- Born: Nawab Sadruddin Mohammad Khan 1690 Delhi, Delhi Subah, Mughal Empire
- Died: 1738 (aged 47–48) Delhi, Delhi Subah, Mughal Empire
- Occupation: Poet
- Style: Ghazals Masnavis
- Father: Mohammad Khalil Zabardast Khan

= Faaiz Dehlvi =

Persian poet

Nawab Sadruddin Mohammad Khan Bahadur Faaiz (1690-1738), also known by his pen name Faaiz Dehlvi (Urdu; فائز دہلوی ), was an Urdu and Persian Poet. He is also regarded as the promoter of Indian culture and Traditions, along with being considered as the first Urdu poet of Northern India who composed poetry in Urdu and left a complete Diwan. His forefathers had come to India from Iran and settled in Delhi. His father Zabardast Khan was a noble man of distinction and had secured high positions and robes of honor from the Mughal emperors during the reign of Aurangzeb and Jahandar Shah, and was appointed as a Judge in Jaunpur in 1696 and an administration of Avadh in 1697.

== Biography ==
Faaiz was born in 1690 in Delhi. Faaiz got a good education and training under his father's supervision. Faaiz was brought up in a very disciplined and highly cultured atmosphere. He was gifted with a very fine literary taste. Under the Guidance of highly qualified teachers and well-established scholars, he developed a very refined taste for poetry and started writing poetry at an early age. Although Faaiz lived a happy and contented life, during his later years he had to face some financial problems.
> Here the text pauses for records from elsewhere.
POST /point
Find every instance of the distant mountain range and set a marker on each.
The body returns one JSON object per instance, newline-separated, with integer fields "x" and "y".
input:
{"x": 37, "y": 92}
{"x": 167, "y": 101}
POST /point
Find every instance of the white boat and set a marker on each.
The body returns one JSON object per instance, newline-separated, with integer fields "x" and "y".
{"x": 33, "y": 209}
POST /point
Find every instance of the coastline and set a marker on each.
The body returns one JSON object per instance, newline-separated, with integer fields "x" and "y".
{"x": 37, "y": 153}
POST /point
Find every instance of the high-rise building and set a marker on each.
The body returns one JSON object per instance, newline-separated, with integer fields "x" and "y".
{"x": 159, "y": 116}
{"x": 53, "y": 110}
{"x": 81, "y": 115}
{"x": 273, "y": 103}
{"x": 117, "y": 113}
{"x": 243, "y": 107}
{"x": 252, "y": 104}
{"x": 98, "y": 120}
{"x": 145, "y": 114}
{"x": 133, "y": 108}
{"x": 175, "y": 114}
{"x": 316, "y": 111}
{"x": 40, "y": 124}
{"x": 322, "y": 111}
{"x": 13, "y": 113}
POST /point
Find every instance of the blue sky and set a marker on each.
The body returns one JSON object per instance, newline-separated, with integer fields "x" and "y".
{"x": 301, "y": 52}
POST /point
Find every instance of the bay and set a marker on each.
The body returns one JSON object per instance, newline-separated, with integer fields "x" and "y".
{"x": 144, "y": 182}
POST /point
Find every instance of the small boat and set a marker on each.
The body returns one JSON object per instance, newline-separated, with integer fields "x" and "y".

He became mentally upset and developed hysteric symptoms; consequently, he imprisoned himself in seclusion and stopped meeting people. Faaiz died in 1738 in Delhi and was buried there.

== His work ==
Faaiz was very knowledgeable of other sciences like logic, medicine, geometry, physiognomy etc. Faaiz was very fond of reading Persian classics and books of other prevailing subjects. He composed about nineteen thousand verses in Persian and five hundred verses in Urdu. His Diwan consists of Ghazals, Masnavis and other poems. Faaiz wrote in the local language commonly used in North India at that time. He used lots of words of dialects in his poetry and also adopted and used Persian compound words, similes, metaphors, etc. to improve the elegance of his poetry. His verses were marked by simplicity and lucidity. His work portrays divine love as well as the beauty and charm of the fair sex. His Ghazals mostly deal with the subject of love, in a very lucid and eloquent manner.